きのうは地元で東大資料編纂所の山本博文教授の講演があった。題して「オランダ風説書」と徳川幕府の外交政策。これは当地佐倉市と佐倉国際交流基金が日蘭交流400年を記念して共催で行なった講演会で、地元の国際文化大学の公開講座の一環として催されたものである。

 講師はさすが、知名人だけあって、会場となった市の中央公民館大ホールは大入り満員の大盛況であった。また1992年の日本エッセイスト・クラブ賞受賞者だけあって、さすが話の持って行き方が上手い。

  朝ドラで一躍全国視聴者の耳目を集めた例の「篤姫」をまくらに振り、またご自身の出身地、岡山をそれとなく宣伝するところなどエッセイストの面目躍如たるものがある。

 お話を伺っている内、初めて聞く「風説書」と云うものが鎖国日本で果たした役割がいかに大きかったかを知り、また日本の近代化へに対するオランダの寄与というものを思わざるをえなかった。

 ライバル、ポルトガルと争い貿易を独占しようと図ったオランダの思惑、実を結ばなかったにせよ、1638年には評定所大寄合いで幕府から意見を聴取されるまで信用されたオランダ。

 この風説書は外国の事情を商館側から提供され、それを通詞が記録し、商館長がそれにサインし、密封して飛脚が江戸へ運んだとされるが、この内容も長崎駐在の諸藩の聞役に漏れていたようである。

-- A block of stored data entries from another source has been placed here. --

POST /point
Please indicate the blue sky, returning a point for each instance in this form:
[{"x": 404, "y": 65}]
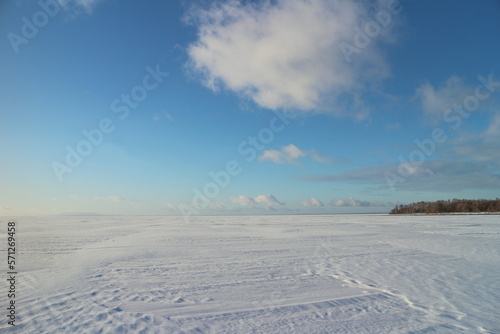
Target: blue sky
[{"x": 246, "y": 107}]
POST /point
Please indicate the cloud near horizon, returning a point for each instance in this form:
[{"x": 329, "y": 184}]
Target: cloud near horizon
[
  {"x": 77, "y": 5},
  {"x": 312, "y": 202},
  {"x": 261, "y": 52},
  {"x": 114, "y": 199},
  {"x": 267, "y": 201},
  {"x": 351, "y": 202}
]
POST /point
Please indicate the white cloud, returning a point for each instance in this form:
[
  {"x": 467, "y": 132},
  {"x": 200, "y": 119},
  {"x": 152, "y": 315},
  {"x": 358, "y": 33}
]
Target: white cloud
[
  {"x": 76, "y": 5},
  {"x": 351, "y": 202},
  {"x": 285, "y": 53},
  {"x": 267, "y": 201},
  {"x": 436, "y": 100},
  {"x": 114, "y": 199},
  {"x": 292, "y": 154},
  {"x": 312, "y": 202},
  {"x": 243, "y": 200}
]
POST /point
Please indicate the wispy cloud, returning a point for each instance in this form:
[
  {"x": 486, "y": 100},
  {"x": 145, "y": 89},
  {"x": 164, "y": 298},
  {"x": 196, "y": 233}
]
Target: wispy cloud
[
  {"x": 285, "y": 53},
  {"x": 292, "y": 154},
  {"x": 352, "y": 202},
  {"x": 312, "y": 202},
  {"x": 268, "y": 201},
  {"x": 78, "y": 5},
  {"x": 432, "y": 176},
  {"x": 114, "y": 199}
]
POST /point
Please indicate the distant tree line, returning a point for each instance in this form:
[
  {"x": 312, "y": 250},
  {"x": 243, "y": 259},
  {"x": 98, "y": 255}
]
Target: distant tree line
[{"x": 449, "y": 206}]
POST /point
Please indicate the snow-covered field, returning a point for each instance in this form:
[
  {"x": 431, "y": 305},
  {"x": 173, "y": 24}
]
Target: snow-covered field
[{"x": 256, "y": 274}]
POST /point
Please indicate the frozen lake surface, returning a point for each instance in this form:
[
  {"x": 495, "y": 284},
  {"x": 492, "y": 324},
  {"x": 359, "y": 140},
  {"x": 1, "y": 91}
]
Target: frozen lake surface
[{"x": 257, "y": 274}]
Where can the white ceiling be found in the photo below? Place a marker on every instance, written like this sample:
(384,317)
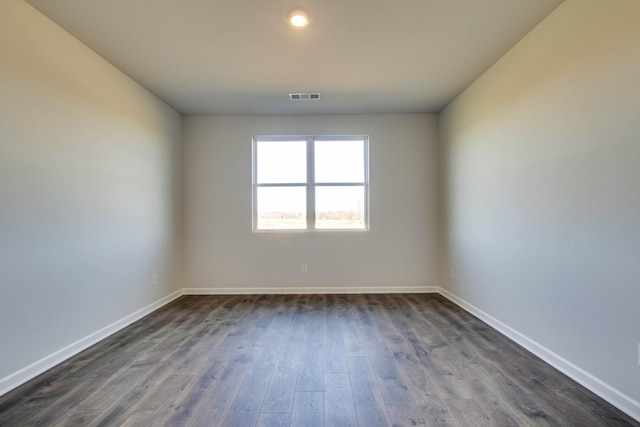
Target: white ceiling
(241,57)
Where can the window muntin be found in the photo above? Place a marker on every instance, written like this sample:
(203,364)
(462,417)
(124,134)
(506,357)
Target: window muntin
(310,183)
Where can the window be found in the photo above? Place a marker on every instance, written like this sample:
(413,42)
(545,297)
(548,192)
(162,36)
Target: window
(310,183)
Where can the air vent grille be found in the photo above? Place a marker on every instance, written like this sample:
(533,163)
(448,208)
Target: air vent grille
(304,96)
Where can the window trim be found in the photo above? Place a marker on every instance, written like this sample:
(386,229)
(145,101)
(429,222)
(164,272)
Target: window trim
(310,184)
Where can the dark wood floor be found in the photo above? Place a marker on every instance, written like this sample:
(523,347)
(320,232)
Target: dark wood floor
(301,360)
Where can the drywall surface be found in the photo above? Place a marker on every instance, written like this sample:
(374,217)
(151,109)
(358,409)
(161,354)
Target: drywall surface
(222,252)
(89,190)
(543,189)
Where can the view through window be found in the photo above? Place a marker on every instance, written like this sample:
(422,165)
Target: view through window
(310,183)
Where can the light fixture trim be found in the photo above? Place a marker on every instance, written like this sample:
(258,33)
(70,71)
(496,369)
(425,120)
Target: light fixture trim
(299,18)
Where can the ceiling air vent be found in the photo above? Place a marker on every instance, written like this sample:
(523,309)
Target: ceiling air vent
(304,96)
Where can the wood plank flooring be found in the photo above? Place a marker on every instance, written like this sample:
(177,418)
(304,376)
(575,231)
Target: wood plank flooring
(307,360)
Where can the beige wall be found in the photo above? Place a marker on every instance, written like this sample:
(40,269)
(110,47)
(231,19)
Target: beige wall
(221,252)
(89,192)
(543,192)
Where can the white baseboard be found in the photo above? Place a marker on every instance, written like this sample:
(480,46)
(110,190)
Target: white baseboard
(594,384)
(20,377)
(597,386)
(314,290)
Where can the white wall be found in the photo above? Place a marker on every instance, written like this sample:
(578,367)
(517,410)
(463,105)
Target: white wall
(89,192)
(221,252)
(543,191)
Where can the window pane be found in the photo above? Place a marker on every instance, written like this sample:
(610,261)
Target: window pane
(282,207)
(339,161)
(340,207)
(281,162)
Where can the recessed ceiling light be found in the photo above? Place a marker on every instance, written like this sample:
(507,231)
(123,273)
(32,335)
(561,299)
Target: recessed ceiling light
(298,18)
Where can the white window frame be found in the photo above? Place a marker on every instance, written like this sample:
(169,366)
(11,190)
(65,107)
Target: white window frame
(310,184)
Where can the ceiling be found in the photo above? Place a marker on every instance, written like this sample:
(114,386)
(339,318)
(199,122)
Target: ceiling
(241,56)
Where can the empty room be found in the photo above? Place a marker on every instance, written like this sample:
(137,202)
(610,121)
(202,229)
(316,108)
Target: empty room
(320,213)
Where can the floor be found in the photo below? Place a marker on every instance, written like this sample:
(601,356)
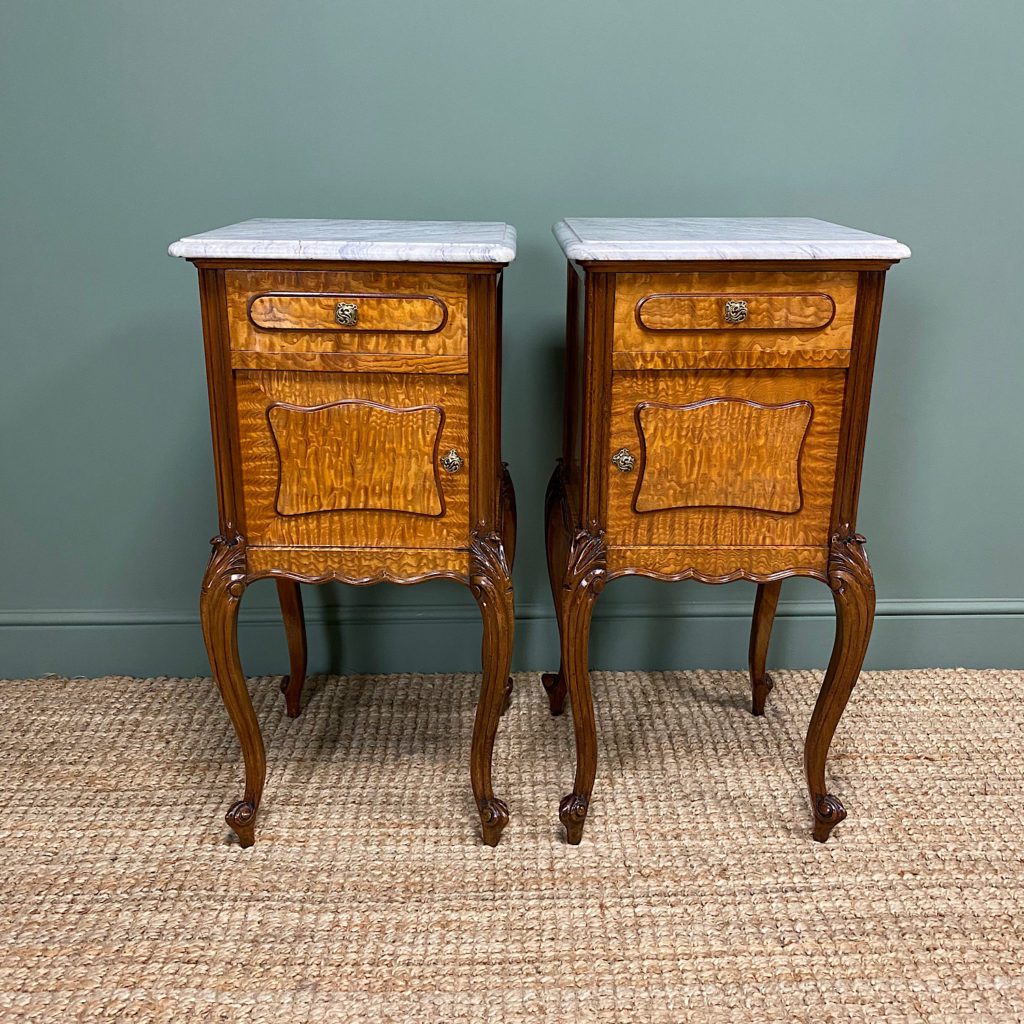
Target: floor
(696,895)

これは幕府が全く知らずにいたのか、それとも放任していたのか、気になるところであるが、かえってこれがいい結果をもたらしていたかもしれない。

 面白かったのは、玄沢の「解体新書」で、この翻訳には大変な苦労が伴ったことが伝えられているが、先生は、当時長崎には大小、数百の通詞がいて蘭学者はみなこれらの大通詞、小通詞などに教えを受けることが出来たので太平洋一人ぼっちというのは少し大げさだったのではと疑問を投げかける。

 もうひとつは、日本にとっての世界に対する唯一の窓であった出島、そこの商館長はその立場を利用し、上手く立ち回っていたこと。プロテスタント国オランダが、欧州での抗争に破れ、カトリック国フランスに併合されたとき、その事実が知れれば貿易を差し止められると思い、真相を隠していたこと。これは後に思わぬ方からバレルが、幕府から追求されても商館長はひたすらお惚けの一手で逃げ切ったこと。

 なお会場で配られたプリントには、第二百号風説書(寛政9年刊)のコピーがついているが、ここには何とフランス革命のことがチャンと記載されているのだ。ただし革命を起こした者を「臣下逆賊」などとし、ギロチンの文字こそないが「国王並王子を弑(シイ)し」などと書きあらわされている。

 思うに江戸から可なり離れたこの長崎の地で、せっせと開国、文明開化の道慣らしをしていたのが、他ならぬこの風説書だったのではないか、と。

 なお、この風説書の原本は散逸してほとんど残っていないが、江戸東京博物館はそれを所蔵しているそうである。ただし、オランダ語のものは現存していないという。